As always, I searched for the Latin American Literature shelves and I soon found Julio, Carlos and Gabriel, among others, standing next to one another in a bottom shelf.
That same day we went to Bruges and let me tell you that the train station was chaotic. Every single train (and I mean literally every single train) was at least 30 minutes late and nobody knew what was going on or what to do. They say you don’t appreciate what you have until you lose it; well I am never complaining about German trains again. Yes, they’re always late, especially during the winter, but at least you know why and how long they’ll take.
Bruges is Brugge in Dutch, which derives from Old Dutch and means ‘bridges’. The earliest accounts of the name are from around the year 840 and include the variants Bruggas y Brvggas. The Anglo Saxon Chronicle, historical document that I was able to study this semester, mentions the city under the names of Bricge in the year 1037, and Brycge in the years 1049 and 1052.

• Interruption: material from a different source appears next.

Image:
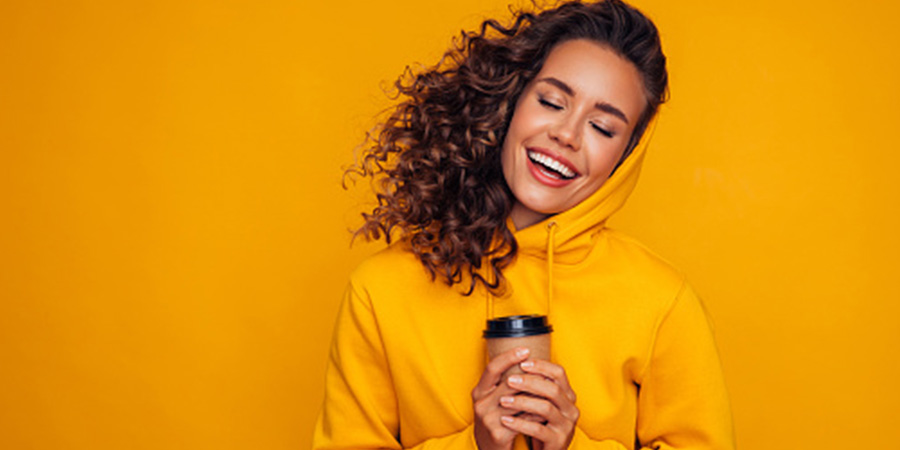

Fun fact: in Spanish, it’s called “Brujas” which literally translates to “Witches”. It’s a rather unfortunate name, but if you ask my dad, he calls it ‘the most beautiful city in the world’.
We arrived in Bruges and the first thing we did (apart from eating and leaving the luggage at the apartment) was look for the Church of Our Lady, which is the place where the Madonna of Bruges is. I was looking forward to seeing her because of the movie The Monuments Men, which is one of my favorite movies.
The Madonna of Bruges is a marble sculpture made by Michelangelo in 1504, and it’s only 1.23 m tall. It has only left Belgium in two occasions: when it was taken to France in 1794 and when it was taken to Germany in 1944.
We found her beautiful and sitting in her chapel, as she always should be.
Afterwards we went to the museum-gallery of Salvador Dalí, but first we stopped by a book shop I had seen on the way to the Madonna.
It was a pretty place, small too, but full of books and other literature-related objects. One thing I love doing whenever I travel is going to local book stores. I love to see what books they sell, how they arrange them, what languages are they in. I always try to buy something small, a book store souvenir if you will, but I don’t always purchase books because I don’t always understand the language.
Museum Gallery Xpo Salvador Dali
The museum-gallery isn’t big either, but it’s well located (in the Central Square), and it has some of Dali’s less known works.
It is just one room, which is why you don’t spend a lot of time in there. For those who are like me, who love galleries bur really dislike Dali, the size is ideal.
Hanging from one of the walls, I found this version of Alice’s Adventures in Wonderland. I would have loved to see the whole edition.